Nun zu den heftigsten Versäumnissen, die im Jahresbericht des Rechnungshofs auftauchen: Eine besondere Situation finden wir im Sozialbereich vor. Das schamlose Verhalten eines Herrn Ehlert ist sicherlich ein extremer Fall. Aber auch in einem anderen Fall werden mittels überhöhter und nicht gerechtfertigter Umlagen auf Verwaltungskosten und Parkgärtnereien einfach so 4 Millionen Euro aus der öffentlichen Kasse gegriffen. Insgesamt werden rund 2 Milliarden Euro ohne ausreichende Kontrolle der Senatsverwaltung vergeben. Vordergründig geht es um die gute soziale Sache für den Obdachlosen oder für die Pflegebedürftige, aber dazwischen stehen Leistungserbringer, die eben auch Eigeninteressen verfolgen. Es muss endlich sichergestellt werden, dass die Gelder auch bei denen ankommen, für die sie gedacht sind, und nicht in Maserati-Autohäusern landen.

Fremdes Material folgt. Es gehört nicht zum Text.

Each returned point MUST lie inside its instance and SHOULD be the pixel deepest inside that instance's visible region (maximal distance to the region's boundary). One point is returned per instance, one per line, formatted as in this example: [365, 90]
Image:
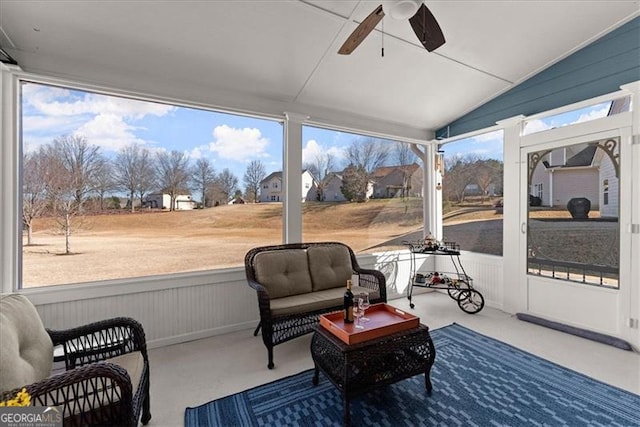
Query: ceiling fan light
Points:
[401, 9]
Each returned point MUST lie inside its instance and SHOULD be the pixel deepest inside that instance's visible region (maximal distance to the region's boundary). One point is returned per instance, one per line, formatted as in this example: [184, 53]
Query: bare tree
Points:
[104, 181]
[487, 173]
[226, 185]
[203, 175]
[147, 175]
[82, 161]
[369, 153]
[173, 174]
[459, 174]
[355, 183]
[254, 174]
[405, 157]
[321, 166]
[62, 189]
[34, 189]
[366, 155]
[134, 171]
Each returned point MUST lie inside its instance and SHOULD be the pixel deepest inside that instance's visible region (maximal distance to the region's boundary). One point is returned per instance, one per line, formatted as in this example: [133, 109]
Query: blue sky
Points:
[229, 141]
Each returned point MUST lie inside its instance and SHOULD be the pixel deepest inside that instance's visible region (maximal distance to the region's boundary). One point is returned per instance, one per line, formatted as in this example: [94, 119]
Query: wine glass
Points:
[357, 312]
[365, 305]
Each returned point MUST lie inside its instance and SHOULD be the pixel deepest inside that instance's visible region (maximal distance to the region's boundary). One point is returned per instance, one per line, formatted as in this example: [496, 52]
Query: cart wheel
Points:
[470, 301]
[454, 289]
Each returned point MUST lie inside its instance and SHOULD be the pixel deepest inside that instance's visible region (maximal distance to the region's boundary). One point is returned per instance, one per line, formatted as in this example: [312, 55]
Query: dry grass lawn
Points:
[116, 246]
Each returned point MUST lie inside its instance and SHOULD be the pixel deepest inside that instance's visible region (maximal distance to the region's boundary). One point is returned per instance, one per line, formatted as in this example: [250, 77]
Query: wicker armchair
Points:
[106, 376]
[297, 282]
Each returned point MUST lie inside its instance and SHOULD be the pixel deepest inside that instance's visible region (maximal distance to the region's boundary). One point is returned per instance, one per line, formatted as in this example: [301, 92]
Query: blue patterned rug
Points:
[477, 381]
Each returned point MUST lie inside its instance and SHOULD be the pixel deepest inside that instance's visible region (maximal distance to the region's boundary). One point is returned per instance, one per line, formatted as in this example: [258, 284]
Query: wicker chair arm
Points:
[100, 393]
[99, 341]
[264, 301]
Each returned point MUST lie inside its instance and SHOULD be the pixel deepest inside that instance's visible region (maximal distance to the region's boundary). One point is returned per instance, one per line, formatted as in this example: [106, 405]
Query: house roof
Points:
[582, 158]
[386, 170]
[271, 57]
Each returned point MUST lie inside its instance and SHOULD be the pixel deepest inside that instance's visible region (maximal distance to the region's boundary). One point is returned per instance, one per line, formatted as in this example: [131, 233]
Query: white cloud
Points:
[593, 114]
[238, 144]
[106, 121]
[496, 135]
[54, 101]
[313, 149]
[109, 131]
[196, 153]
[534, 126]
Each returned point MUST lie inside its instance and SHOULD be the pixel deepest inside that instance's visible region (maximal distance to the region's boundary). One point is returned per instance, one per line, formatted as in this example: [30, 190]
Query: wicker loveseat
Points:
[106, 374]
[297, 282]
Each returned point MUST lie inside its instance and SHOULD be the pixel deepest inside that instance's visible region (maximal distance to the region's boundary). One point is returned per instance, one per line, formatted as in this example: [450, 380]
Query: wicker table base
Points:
[356, 369]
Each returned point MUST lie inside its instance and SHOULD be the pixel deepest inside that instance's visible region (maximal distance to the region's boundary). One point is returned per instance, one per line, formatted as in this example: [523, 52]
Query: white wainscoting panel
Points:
[182, 308]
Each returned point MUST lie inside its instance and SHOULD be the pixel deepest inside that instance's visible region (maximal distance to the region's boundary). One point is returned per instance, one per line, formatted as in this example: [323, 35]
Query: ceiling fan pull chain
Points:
[382, 39]
[424, 28]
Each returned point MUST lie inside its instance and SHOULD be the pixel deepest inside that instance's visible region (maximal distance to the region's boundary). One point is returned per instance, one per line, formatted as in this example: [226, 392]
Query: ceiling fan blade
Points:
[362, 31]
[426, 27]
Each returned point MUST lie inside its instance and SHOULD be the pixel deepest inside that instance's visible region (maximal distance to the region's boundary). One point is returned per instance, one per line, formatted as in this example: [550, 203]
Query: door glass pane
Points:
[573, 214]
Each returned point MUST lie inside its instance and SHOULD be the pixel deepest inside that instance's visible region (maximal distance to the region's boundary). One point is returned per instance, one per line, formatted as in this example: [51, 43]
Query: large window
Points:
[116, 188]
[472, 193]
[365, 191]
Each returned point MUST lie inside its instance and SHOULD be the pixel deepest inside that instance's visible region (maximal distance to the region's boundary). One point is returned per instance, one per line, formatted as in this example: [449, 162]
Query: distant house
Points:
[237, 201]
[580, 170]
[392, 181]
[271, 189]
[333, 188]
[184, 202]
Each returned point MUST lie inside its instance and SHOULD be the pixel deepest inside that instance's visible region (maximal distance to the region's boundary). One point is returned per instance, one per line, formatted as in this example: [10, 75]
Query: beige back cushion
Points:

[Beifall bei den Grünen und der FDP – Beifall von Dr. Michael Wegner (CDU)]

Die Sozialverwaltung schaut jahrelang wissentlich zu, vergibt 2009 einrichtungsindividuelle festgesetzte Vergütungen, deren Kalkulation aus dem Jahr 1996 und einer stichtagsbezogenen zufälligen Belegung vom 1. Juni 2000 beruhen. Sie verhandelt unvorbereitete Entgelte. So werden z. B. die öffentlichen Bilanzen nicht einbezogen. Da muss man sich über gar nichts mehr wundern.

[Beifall bei den Grünen]

Aber auch die Bildungsverwaltung steht dem in nichts nach. Das DIW erhält jährlich Zuwendungen von mehr als 13 Millionen Euro, und dieser Mitteleinsatz wurde jahrelang nicht geprüft. Begründet wird das mit Personalknappheit, aber das Personal ist da, wenn es um den Nachweis kleinerer Zuwendungsempfänger, um geringere Summen geht, nach dem Motto: Kleinvieh macht Mist, aber die Großen können schalten und walten, wie sie wollen. – Der Rechnungshof hat u. a. beanstandet, dass das DIW Büroräume in Washington angemeldet, ausgestattet und diese anschließend kostenlos der rechtlich selbstständigen Organisation DIW D. C. überlassen hat. Es häufen sich Vorfälle von In-sich-Geschäften und Vergabeverstößen, aber die Senatsverwaltung heißt dieses Verhalten weiterhin gut. Zu diesen Sachverhalten werden wir sicherlich im Unterausschuss eine interessante Debatte führen.

[Beifall bei den Grünen]

Herr Nußbaum, der leider nicht da ist, sollte sich einmal kurz vorstellen, wie es in seiner Firma aussehen würde, wenn dort gewirtschaftet werden würde wie in der Sozialverwaltung und in der Bildungsverwaltung.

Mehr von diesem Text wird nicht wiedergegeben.